D-Lib Magazine, July/August 1996
1). What is available in the testbeds for experimentation
among the Digital Library Initiative (DLI) members?
The UIUC DLI project will be able to provide to fellow
members of the Digital Library Initiative access to its Testbed,
which currently holds the full text of SGML documents from selected
engineering journals. These journals, which number 20 at the present
time, are being furnished by the American Institute of Physics
(AIP), the American Physical Society (APS), the American Society
of Civil Engineers (ASCE), IEE (Institution of Electrical Engineers),
IEEE (Institute of Electrical and Electronics Engineers), IEEE
Computer Society, and the American Society of Agricultural Engineers
(ASAE). Over the next year, journals from the American Association
for the Advancement of Science (AAAS), the American Institute
of Aeronautics and Astronautics (AIAA) and John Wiley & Sons
will be added to the Testbed.
The UIUC DLI is utilizing
OpenText Corporation's
OpenText Index Search engine.

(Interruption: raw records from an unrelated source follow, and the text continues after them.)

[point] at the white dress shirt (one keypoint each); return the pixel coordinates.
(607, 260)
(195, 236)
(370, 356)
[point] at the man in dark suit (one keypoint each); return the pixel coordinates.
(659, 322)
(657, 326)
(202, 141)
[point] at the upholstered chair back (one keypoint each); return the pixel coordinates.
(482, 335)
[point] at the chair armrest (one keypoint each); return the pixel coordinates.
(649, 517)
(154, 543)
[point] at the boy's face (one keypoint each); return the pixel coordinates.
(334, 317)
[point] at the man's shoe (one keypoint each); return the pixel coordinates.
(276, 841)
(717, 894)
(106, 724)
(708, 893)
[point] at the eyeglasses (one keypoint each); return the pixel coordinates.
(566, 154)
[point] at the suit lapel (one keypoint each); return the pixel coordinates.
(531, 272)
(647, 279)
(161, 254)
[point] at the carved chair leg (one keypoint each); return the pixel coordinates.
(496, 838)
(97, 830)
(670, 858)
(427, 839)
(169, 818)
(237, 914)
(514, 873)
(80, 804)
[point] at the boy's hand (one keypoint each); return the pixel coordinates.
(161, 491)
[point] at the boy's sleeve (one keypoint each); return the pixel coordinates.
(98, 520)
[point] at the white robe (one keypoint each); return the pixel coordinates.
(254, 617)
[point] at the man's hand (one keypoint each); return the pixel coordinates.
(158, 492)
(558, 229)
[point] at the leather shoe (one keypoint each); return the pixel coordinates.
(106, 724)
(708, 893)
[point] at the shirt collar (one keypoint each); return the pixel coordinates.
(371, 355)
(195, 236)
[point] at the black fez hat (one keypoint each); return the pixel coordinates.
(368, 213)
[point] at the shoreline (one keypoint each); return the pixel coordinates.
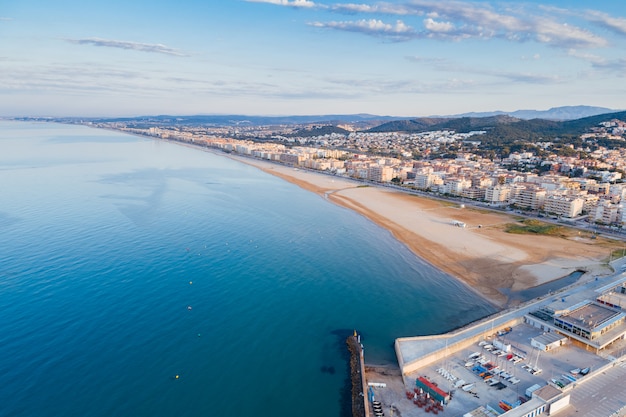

The search engine, which indexes
and accesses DLI project documents, is an extremely robust and
expandable system that allows phrase, Boolean, and proximity searching,
and is tailored to SGML processing and retrieval. One of the cornerstones
of the distributed repository model is the separation of metadata
and index data from the full-text articles themselves, which allows
efficient retrieval from subsets of the full-text repositories.
To this end, the UIUC is working towards identifying the optimum
bibliographic metadata to assist in full-text retrieval. The metadata
elements presently being specified include: URL, basic bibliographic
information, author information (including affiliation), abstract,
figure and table information, and bibliography information (including
all citations).
The UIUC DLI is collaborating with the University of Michigan
DLI Interface team to incorporate Search Tree retrieval techniques
first developed by Karen Drabenstott for the ASTUTE Project into
the UIUC Testbed interface design. These techniques serve as search
navigation aids, by suggesting to the user various modifications
that will broaden or narrow search results, addressing the frequent
problems users encounter with too few or too many retrievals.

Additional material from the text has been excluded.